It was August and I was driving back to college, ready to move into my own housing for the first time. I had made a quick stop at my grandparents house for lunch, knowing that it would be several months before I would get to visit them again. With no fanfare or surprise, my grandmother pulled out a box of home essentials for me and my roommates. It was the least exciting present I have ever received.
Grandma explained what each one was, knowing full well that I could differentiate between glass cleaner and laundry detergent. Then she held up the toilet brush, that nondescript cleaning wand we all need to keep handy.

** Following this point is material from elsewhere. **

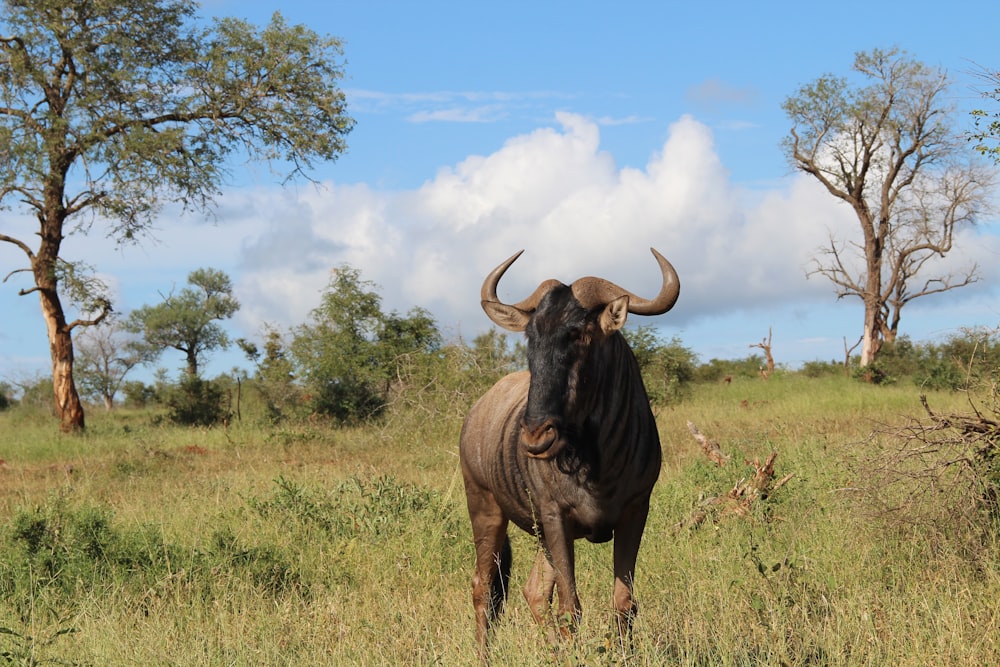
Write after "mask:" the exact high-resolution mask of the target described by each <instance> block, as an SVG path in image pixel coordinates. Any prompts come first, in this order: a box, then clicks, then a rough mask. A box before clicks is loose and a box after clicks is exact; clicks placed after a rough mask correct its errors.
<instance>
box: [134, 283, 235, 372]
mask: <svg viewBox="0 0 1000 667" xmlns="http://www.w3.org/2000/svg"><path fill="white" fill-rule="evenodd" d="M187 282H188V285H190V287H186V288H184V289H183V290H181V291H180V293H179V294H169V295H168V296H167V297H165V298H164V299H163V303H160V304H157V305H155V306H143V307H141V308H138V309H136V310H133V311H132V313H131V314H130V315H129V318H128V321H127V323H126V329H128V330H129V331H132V332H133V333H137V334H141V335H142V337H143V339H144V340H145V352H144V355H145V359H147V360H148V359H155V358H156V357H158V356H159V355H160V353H162V352H163V351H164V350H166V349H169V348H172V349H175V350H179V351H180V352H183V353H184V356H185V359H186V369H187V374H188V376H190V377H194V376H197V375H198V367H199V365H200V364H201V363H202V362H203V360H204V356H205V355H206V354H207V353H209V352H211V351H213V350H217V349H226V348H227V347H229V337H228V336H227V335H226V332H225V331H224V330H223V329H222V327H221V326H220V325H219V324H217V321H219V320H225V319H229V318H230V317H232V316H233V314H235V313H236V311H238V310H239V308H240V304H239V301H237V300H236V297H234V296H233V285H232V281H231V280H230V279H229V276H228V275H226V274H225V273H224V272H222V271H218V270H215V269H196V270H195V271H192V272H191V273H190V274H188V279H187Z"/></svg>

And then she told me something that I was not expecting to hear.
“This is the most important thing in this whole box.”
I’m not sure if I rolled my eyes or not, but I know I felt like it. “Sure grandma, of couse. Because clean toilets will change the world.”
She smiled, and then laughed her contagious grandma laugh, the one that could fill a whole room and cause sworn enemies to laugh together.
“Dean, you’ve got a girl. She’s a keeper. And if you’re going to keep her, you better have a clean toilet when she comes over to visit. Take care of your girlie, and show her you will by having a clean toilet!”
It’s just a toilet. Who cares?
The point my grandma was making had nothing to do with toilets and everything to do with the little things. Serving each other. Taking care of the little things that, if left untended, end up being the focus of big fights and big problems. Good life lessons, even if the person teaching them didn’t always embrace them.
So when I had to buy a new toilet brush a few months ago, I wasn’t thinking about the $5 I was spending, or the quality of the product. I was thinking about my wife and all of the challenges and joys we have had in almost seven years of marriage. I was thinking about the little things that mess life up, the little things that become big things, and how thankful I am to have a partner who is willing to fight through the little things with me.
But mostly, I was thinking about how much I miss my grandma. And I cried.